STFNets: Learning Sensing Signals from the Time-Frequency Perspective with Short-Time Fourier Neural Networks
Yao, Shuochao, Piao, Ailing, Jiang, Wenjun, Zhao, Yiran, Shao, Huajie, Liu, Shengzhong, Liu, Dongxin, Li, Jinyang, Wang, Tianshi, Hu, Shaohan, Su, Lu, Han, Jiawei, Abdelzaher, Tarek
Recent advances in deep learning motivate the use of deep neural networks in Internet-of-Things (IoT) applications. These networks are modelled after signal processing in the human brain, thereby leading to significant advantages at perceptual tasks such as vision and speech recognition.
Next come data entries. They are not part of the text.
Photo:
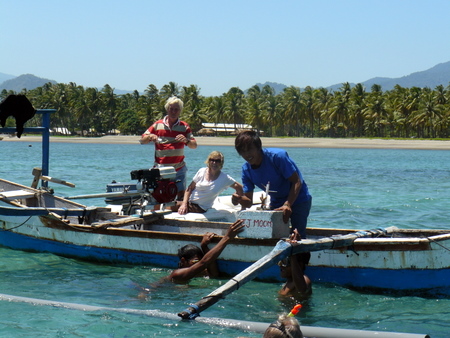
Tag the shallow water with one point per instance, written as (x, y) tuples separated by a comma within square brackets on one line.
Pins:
[(351, 188)]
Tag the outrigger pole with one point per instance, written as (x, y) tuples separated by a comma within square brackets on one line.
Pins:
[(45, 131), (281, 250), (258, 327)]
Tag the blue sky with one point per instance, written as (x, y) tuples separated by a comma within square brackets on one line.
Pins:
[(217, 45)]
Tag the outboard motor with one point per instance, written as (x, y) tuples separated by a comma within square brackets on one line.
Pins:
[(155, 187), (156, 182)]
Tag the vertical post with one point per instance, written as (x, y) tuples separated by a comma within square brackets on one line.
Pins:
[(45, 143)]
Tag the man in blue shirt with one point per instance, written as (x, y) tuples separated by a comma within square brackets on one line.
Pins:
[(287, 188)]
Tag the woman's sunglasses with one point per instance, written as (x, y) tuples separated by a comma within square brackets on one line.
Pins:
[(284, 263)]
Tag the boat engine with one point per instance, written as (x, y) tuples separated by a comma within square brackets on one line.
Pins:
[(155, 186), (156, 182)]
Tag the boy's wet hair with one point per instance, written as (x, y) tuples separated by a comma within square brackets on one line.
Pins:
[(247, 139), (190, 251)]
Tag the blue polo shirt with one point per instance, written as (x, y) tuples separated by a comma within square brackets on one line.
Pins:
[(276, 167)]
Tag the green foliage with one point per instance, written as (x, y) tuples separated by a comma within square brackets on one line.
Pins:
[(346, 112)]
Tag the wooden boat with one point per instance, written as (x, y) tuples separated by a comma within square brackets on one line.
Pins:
[(35, 220)]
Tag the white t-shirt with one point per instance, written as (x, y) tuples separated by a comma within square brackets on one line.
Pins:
[(205, 192)]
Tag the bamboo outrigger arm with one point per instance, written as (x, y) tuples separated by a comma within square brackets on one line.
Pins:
[(281, 250)]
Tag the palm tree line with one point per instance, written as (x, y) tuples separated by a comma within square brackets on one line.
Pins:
[(309, 112)]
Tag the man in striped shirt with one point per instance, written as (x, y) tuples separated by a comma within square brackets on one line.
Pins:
[(170, 136)]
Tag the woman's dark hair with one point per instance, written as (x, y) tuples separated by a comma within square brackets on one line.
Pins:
[(247, 139)]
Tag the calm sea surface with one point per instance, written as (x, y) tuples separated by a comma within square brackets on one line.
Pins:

IoT applications, however, often measure physical phenomena, where the underlying physics (such as inertia, wireless signal propagation, or the natural frequency of oscillation) are fundamentally a function of signal frequencies, offering better features in the frequency domain. This observation leads to a fundamental question: For IoT applications, can one develop a new brand of neural network structures that synthesize features inspired not only by the biology of human perception but also by the fundamental nature of physics? Hence, in this paper, instead of using conventional building blocks (e.g., convolutional and recurrent layers), we propose a new foundational neural network building block, the Short-Time Fourier Neural Network (STFNet). It integrates a widely-used time-frequency analysis method, the Short-Time Fourier Transform, into data processing to learn features directly in the frequency domain, where the physics of underlying phenomena leave better foot-prints. STFNets bring additional flexibility to time-frequency analysis by offering novel nonlinear learnable operations that are spectral-compatible. Moreover, STFNets show that transforming signals to a domain that is more connected to the underlying physics greatly simplifies the learning process. We demonstrate the effectiveness of STFNets with extensive experiments. STFNets significantly outperform the state-of-the-art deep learning models in all experiments. A STFNet, therefore, demonstrates superior capability as the fundamental building block of deep neural networks for IoT applications for various sensor inputs.